To create specialized modules that use this API, we need 2 lines of code:

structure IntDict =
  type 'a dict = (int, 'a) MakeDict.dict; (* making the type concrete *)
  val {get} = MakeDict.makeDict

Now, we have obtained a structure fulfilling this (non-obligatory) interface file:

structure IntDict =
  type 'a dict (= MakeDict.dict); (*  made concrete in the implementation *)
  val get : int -> 'a dict -> 'a

Compared to the heavyweight machinery needed to get the benefit of functors, this approach is both aesthetically pleasing and much more easily understandable.

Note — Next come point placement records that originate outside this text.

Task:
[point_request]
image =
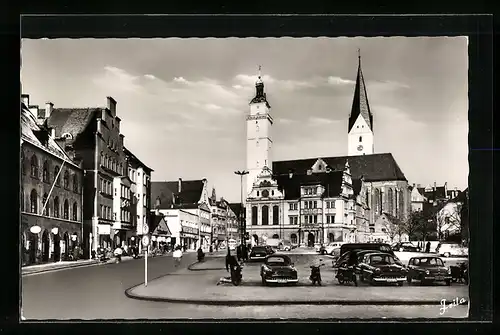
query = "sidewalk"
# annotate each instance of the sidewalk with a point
(199, 286)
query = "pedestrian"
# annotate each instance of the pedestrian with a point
(177, 256)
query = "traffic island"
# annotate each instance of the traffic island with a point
(200, 287)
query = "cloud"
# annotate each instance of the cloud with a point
(320, 121)
(333, 80)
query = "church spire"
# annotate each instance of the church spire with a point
(360, 101)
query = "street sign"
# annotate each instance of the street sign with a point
(145, 240)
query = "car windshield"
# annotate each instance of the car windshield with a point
(382, 260)
(277, 261)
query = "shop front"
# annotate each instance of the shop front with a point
(45, 240)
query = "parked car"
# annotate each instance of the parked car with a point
(260, 252)
(451, 249)
(428, 269)
(380, 267)
(279, 269)
(405, 246)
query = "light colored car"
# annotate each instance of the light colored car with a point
(451, 249)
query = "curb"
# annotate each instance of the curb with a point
(280, 302)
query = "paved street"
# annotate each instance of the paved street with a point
(97, 292)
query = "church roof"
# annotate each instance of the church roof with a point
(360, 105)
(167, 192)
(376, 167)
(332, 182)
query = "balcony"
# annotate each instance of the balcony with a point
(311, 211)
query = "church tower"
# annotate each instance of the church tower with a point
(360, 129)
(259, 143)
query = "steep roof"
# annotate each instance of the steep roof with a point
(360, 105)
(71, 120)
(291, 186)
(129, 154)
(376, 167)
(167, 191)
(29, 131)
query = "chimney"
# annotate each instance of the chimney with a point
(25, 98)
(49, 106)
(112, 106)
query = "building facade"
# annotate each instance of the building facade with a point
(281, 204)
(51, 193)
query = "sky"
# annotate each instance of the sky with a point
(183, 101)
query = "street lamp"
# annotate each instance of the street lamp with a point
(241, 174)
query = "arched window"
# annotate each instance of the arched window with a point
(46, 209)
(275, 215)
(66, 179)
(75, 211)
(66, 210)
(45, 172)
(390, 200)
(33, 201)
(56, 207)
(75, 183)
(56, 172)
(254, 215)
(265, 215)
(34, 166)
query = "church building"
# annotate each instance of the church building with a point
(321, 199)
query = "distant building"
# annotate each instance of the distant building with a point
(51, 192)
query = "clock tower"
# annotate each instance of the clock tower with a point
(259, 143)
(360, 128)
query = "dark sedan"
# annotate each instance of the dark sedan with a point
(428, 269)
(378, 267)
(405, 246)
(279, 269)
(260, 253)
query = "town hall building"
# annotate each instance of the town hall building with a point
(322, 199)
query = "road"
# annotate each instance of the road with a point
(97, 292)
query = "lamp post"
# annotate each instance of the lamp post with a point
(242, 233)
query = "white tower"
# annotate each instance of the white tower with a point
(259, 143)
(360, 129)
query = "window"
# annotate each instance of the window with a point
(66, 179)
(45, 172)
(75, 211)
(75, 183)
(254, 215)
(66, 210)
(34, 166)
(33, 202)
(265, 215)
(56, 175)
(275, 215)
(56, 207)
(44, 200)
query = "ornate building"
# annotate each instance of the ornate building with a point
(51, 192)
(322, 199)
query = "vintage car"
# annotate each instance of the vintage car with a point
(260, 252)
(279, 269)
(380, 267)
(428, 269)
(451, 249)
(405, 246)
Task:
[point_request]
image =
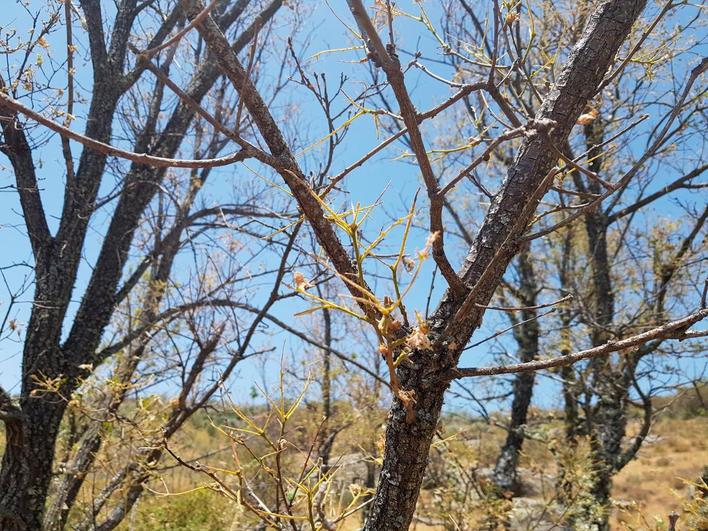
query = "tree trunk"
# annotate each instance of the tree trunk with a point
(505, 476)
(27, 464)
(408, 444)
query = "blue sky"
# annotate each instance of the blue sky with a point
(322, 31)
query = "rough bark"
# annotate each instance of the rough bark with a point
(28, 460)
(505, 475)
(407, 444)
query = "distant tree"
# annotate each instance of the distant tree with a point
(370, 275)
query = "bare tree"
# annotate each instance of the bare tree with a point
(421, 353)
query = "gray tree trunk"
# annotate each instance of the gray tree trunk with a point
(408, 444)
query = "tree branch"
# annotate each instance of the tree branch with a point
(672, 330)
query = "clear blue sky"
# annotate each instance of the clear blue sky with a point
(323, 31)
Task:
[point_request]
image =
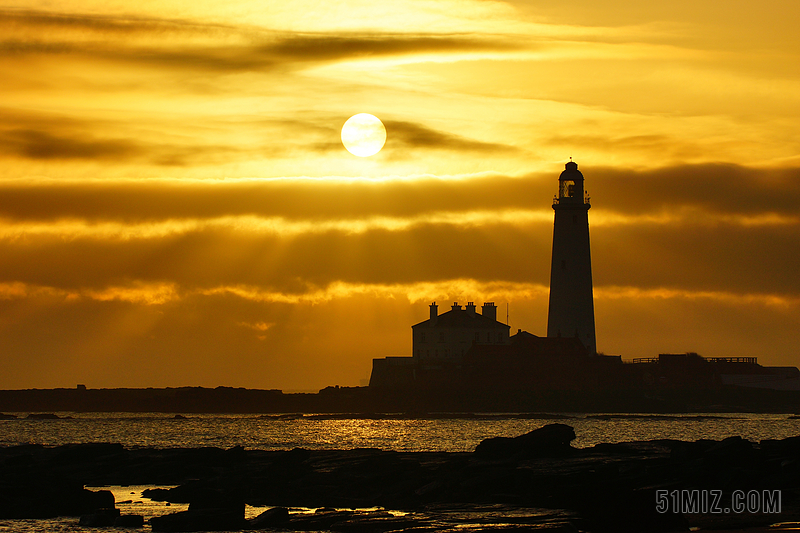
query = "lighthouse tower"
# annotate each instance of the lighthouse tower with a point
(571, 312)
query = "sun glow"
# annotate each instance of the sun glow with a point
(363, 135)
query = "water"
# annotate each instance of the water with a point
(158, 430)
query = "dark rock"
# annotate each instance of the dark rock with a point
(129, 520)
(733, 451)
(547, 441)
(269, 518)
(100, 518)
(200, 520)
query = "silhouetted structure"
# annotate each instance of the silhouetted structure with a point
(447, 337)
(472, 353)
(571, 308)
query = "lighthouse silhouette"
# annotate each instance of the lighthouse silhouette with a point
(571, 308)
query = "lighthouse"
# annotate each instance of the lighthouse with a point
(571, 308)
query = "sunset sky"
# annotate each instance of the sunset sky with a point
(177, 207)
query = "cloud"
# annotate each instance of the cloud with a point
(412, 135)
(686, 195)
(175, 44)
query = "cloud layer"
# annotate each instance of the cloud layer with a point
(176, 207)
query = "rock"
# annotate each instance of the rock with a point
(100, 518)
(200, 520)
(129, 520)
(269, 518)
(547, 441)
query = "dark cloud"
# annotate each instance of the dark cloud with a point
(408, 134)
(293, 199)
(714, 189)
(736, 259)
(74, 144)
(256, 48)
(35, 144)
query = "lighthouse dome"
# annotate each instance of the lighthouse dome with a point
(571, 173)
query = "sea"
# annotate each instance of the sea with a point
(444, 432)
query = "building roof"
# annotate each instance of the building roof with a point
(461, 318)
(525, 345)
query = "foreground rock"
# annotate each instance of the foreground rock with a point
(535, 480)
(552, 440)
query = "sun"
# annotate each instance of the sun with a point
(363, 135)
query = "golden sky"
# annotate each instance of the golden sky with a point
(177, 208)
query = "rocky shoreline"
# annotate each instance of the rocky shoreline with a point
(534, 481)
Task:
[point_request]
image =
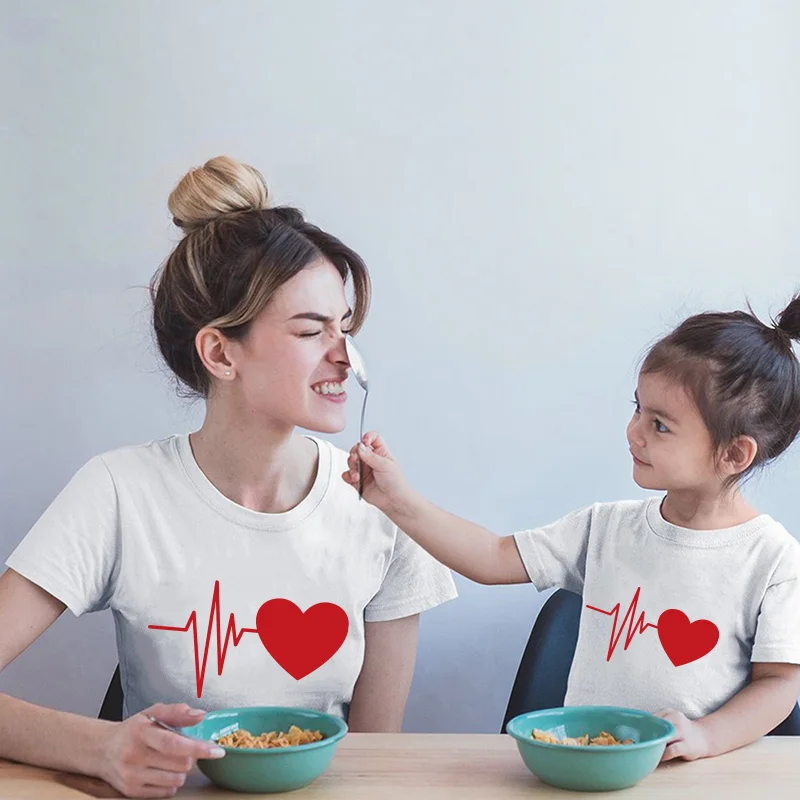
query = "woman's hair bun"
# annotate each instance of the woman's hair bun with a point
(222, 185)
(789, 319)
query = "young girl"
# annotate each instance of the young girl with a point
(691, 600)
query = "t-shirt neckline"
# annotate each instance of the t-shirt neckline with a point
(687, 537)
(246, 516)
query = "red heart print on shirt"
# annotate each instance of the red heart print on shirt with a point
(685, 641)
(301, 642)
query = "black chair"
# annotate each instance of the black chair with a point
(112, 702)
(541, 680)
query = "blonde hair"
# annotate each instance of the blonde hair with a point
(236, 252)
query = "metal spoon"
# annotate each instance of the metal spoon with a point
(175, 730)
(360, 371)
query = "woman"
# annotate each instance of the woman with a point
(240, 569)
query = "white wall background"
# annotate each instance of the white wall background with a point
(539, 188)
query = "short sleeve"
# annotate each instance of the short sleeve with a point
(778, 628)
(72, 549)
(414, 582)
(555, 555)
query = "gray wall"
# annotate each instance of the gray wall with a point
(540, 189)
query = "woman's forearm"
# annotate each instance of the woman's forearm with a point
(747, 716)
(45, 737)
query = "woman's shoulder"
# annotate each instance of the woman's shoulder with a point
(146, 458)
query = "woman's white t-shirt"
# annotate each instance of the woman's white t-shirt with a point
(216, 605)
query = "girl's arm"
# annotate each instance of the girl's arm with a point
(381, 691)
(463, 546)
(750, 714)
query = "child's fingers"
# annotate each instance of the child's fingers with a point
(376, 442)
(675, 750)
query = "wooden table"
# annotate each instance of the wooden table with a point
(461, 767)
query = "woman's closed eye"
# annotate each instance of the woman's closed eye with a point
(310, 334)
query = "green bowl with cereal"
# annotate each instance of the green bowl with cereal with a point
(257, 758)
(591, 748)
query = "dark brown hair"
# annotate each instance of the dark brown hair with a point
(236, 253)
(742, 374)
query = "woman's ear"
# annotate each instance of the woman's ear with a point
(213, 347)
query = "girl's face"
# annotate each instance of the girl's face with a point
(292, 365)
(671, 447)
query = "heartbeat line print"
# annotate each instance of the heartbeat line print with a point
(640, 626)
(222, 647)
(683, 641)
(299, 641)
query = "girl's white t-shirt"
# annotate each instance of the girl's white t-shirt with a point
(672, 617)
(216, 605)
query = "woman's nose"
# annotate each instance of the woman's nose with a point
(338, 352)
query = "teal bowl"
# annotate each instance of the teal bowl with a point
(592, 768)
(276, 769)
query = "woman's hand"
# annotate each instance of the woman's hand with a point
(690, 741)
(384, 484)
(143, 760)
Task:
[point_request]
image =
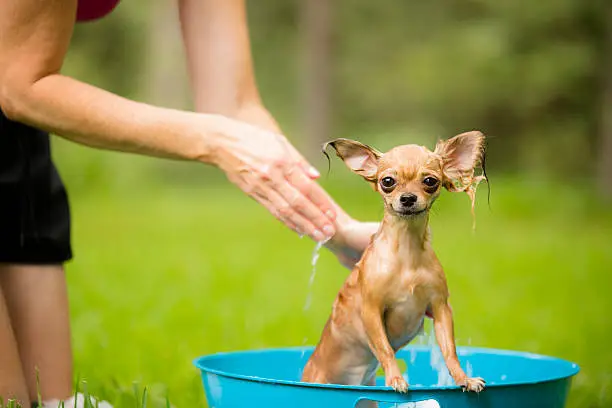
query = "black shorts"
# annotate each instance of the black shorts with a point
(34, 211)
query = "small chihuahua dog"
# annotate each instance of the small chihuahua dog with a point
(399, 280)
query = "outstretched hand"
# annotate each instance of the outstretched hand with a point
(269, 169)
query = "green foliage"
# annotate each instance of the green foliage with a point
(528, 74)
(163, 275)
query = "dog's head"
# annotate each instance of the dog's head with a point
(410, 177)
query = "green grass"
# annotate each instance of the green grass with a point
(163, 275)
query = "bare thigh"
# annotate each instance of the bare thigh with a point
(37, 303)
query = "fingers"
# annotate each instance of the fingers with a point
(299, 208)
(313, 192)
(281, 209)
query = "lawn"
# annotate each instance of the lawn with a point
(164, 274)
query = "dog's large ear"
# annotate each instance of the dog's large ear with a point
(461, 156)
(360, 158)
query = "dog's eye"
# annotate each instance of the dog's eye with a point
(430, 181)
(387, 183)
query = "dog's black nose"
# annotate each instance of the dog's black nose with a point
(408, 200)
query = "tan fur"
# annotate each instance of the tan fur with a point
(399, 280)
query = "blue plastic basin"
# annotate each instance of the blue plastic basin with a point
(270, 378)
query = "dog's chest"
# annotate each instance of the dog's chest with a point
(405, 311)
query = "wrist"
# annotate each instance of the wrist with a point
(212, 131)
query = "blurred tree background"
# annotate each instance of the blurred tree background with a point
(536, 77)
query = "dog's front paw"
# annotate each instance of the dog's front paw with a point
(473, 384)
(398, 383)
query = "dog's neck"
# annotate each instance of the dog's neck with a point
(408, 236)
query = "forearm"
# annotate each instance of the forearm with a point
(97, 118)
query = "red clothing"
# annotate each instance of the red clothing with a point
(88, 10)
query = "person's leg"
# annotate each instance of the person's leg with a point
(37, 303)
(12, 382)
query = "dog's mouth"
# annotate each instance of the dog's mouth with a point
(409, 213)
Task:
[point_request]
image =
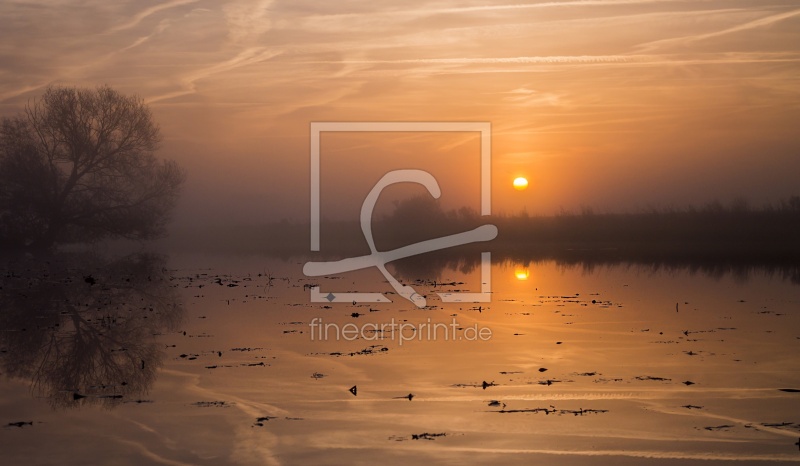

It’s not all that different from the dependency injection patterns you can find in object-oriented languages.

Let’s see if it will tolerate our cursed FunDict.

structure FunDict = struct
  type 'a dict = ((int -> int), 'a) MakeDict.dict;
  val {get} = MakeDict.makeDict (fn (f,g)=> 0, g 0))

# val x : string FunDict.dict = [(fn _ => 22, "a"), (fn x => x*100, "b"), (fn x => x, "c")];
val x = [(fn, "a"), (fn, "b"), (fn, "c")] : ((int -> int) * string) list

# FunDict.get (fn x => x)  x;
val it = SOME "b" : string option

Sure enough! We have all the practical benefits of functors without the bureaucracy. The authors of the language definitely prefer the more straightforward mechanisms of interface files and separate compilation over functors.

Summing up

This chapter gave me a lot of food for thought, and forced me to go back and read the great section on modular programming in Robert Harper’s online book on Standard ML.

I’m still not sure about the viability of the structure-generating approach in SML# when the output struct we wish to create is ascribed opaquely (i.e. its internal types are considered inaccessbile to the outside world). Maybe subsequent chapters will demonstrate how—although based on my skimming of the book, they skew heavily towards the practical side.